The rest find themselves caught in what I call the “prestige loop”: investing in AI for status, not strategy. In too many cases, “AI” becomes a convenient scapegoat for layoffs or underperformance. But technology isn’t making these decisions – leaders are. It’s time to question the mantra that “AI did it”.

Educational neuroscience expert Professor Ken Purnell in blue shirt in garden looking up into sky.

The hidden environmental bill

Meanwhile, hidden environmental costs are mounting. Every AI prompt draws on vast, energy-hungry data centres that consume staggering amounts of electricity and water. By the late 2020s, AI-specific electricity use could rival a quarter of household power consumption in developed nations, and in some regions, pushing data centres toward 15 per cent of national energy loads. The convenience of instant answers comes with real-world costs and these – costs we no longer can afford to ignore.

A fragile partnership

The most valuable AI isn’t one that runs on autopilot. It’s one used critically as a partner that challenges our thinking, reveals blind spots, and helps us see problems differently. It isn’t about automation – it’s augmentation.

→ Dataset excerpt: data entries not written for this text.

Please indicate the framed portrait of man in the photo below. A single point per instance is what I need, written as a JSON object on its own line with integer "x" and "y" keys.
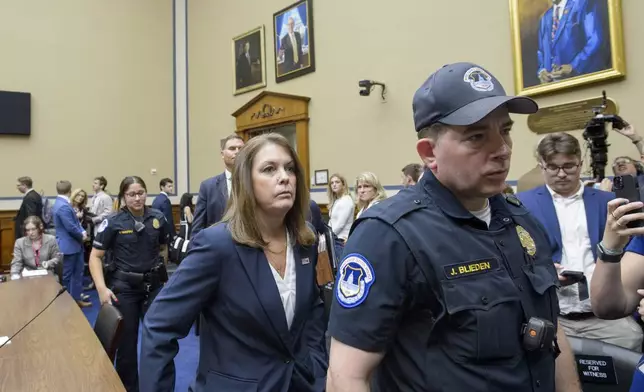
{"x": 293, "y": 36}
{"x": 249, "y": 61}
{"x": 560, "y": 44}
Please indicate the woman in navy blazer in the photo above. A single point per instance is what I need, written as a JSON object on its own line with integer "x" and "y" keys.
{"x": 253, "y": 278}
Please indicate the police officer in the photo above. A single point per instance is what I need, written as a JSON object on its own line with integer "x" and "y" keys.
{"x": 450, "y": 286}
{"x": 136, "y": 236}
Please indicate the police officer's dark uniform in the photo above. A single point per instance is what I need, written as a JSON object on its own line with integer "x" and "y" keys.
{"x": 136, "y": 276}
{"x": 443, "y": 295}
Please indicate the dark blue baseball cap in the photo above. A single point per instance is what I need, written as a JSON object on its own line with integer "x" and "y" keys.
{"x": 463, "y": 94}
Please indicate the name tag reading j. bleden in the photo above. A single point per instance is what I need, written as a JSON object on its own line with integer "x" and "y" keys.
{"x": 469, "y": 268}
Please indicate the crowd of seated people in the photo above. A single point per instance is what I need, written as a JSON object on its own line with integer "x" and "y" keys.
{"x": 557, "y": 203}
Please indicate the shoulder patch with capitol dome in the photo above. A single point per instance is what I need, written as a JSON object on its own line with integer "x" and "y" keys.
{"x": 479, "y": 79}
{"x": 355, "y": 277}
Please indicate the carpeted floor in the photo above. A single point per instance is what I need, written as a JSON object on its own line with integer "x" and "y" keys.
{"x": 185, "y": 362}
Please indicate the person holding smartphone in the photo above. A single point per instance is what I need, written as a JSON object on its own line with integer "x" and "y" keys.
{"x": 574, "y": 218}
{"x": 618, "y": 282}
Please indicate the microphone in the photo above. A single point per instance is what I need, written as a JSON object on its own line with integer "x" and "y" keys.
{"x": 62, "y": 290}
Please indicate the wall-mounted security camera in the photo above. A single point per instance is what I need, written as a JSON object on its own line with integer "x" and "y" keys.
{"x": 366, "y": 86}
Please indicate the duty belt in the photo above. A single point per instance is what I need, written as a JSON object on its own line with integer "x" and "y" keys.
{"x": 153, "y": 277}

The danger lies in passivity. Overreliance on AI breeds cognitive laziness and dulls expertise. When people accept AI’s output uncritically, they lose the opportunity to think deeply or creatively themselves.

As institutions chase the next big thing, success will belong to those who pair human judgment with technological capability, not those who surrender one to the other. The best outcomes happen when we stay in the driver’s seat – not when we hand over the wheel.

Counting the real costs

Whether in classrooms or boardrooms, the myth of effortless AI progress has collided with hard reality. Real returns are rare, sustainability costs are rising, and unchecked reliance threatens the very skills society needs most: creativity, critical thinking and ethical judgment.

If AI is to be truly revolutionary, it must remain under human command – a critical friend rather than a replacement.

The true measure of progress won’t be how intelligent our machines become, but whether we stay smarter than the tools we create.

So, don’t outsource your brain – lead, question and use AI critically.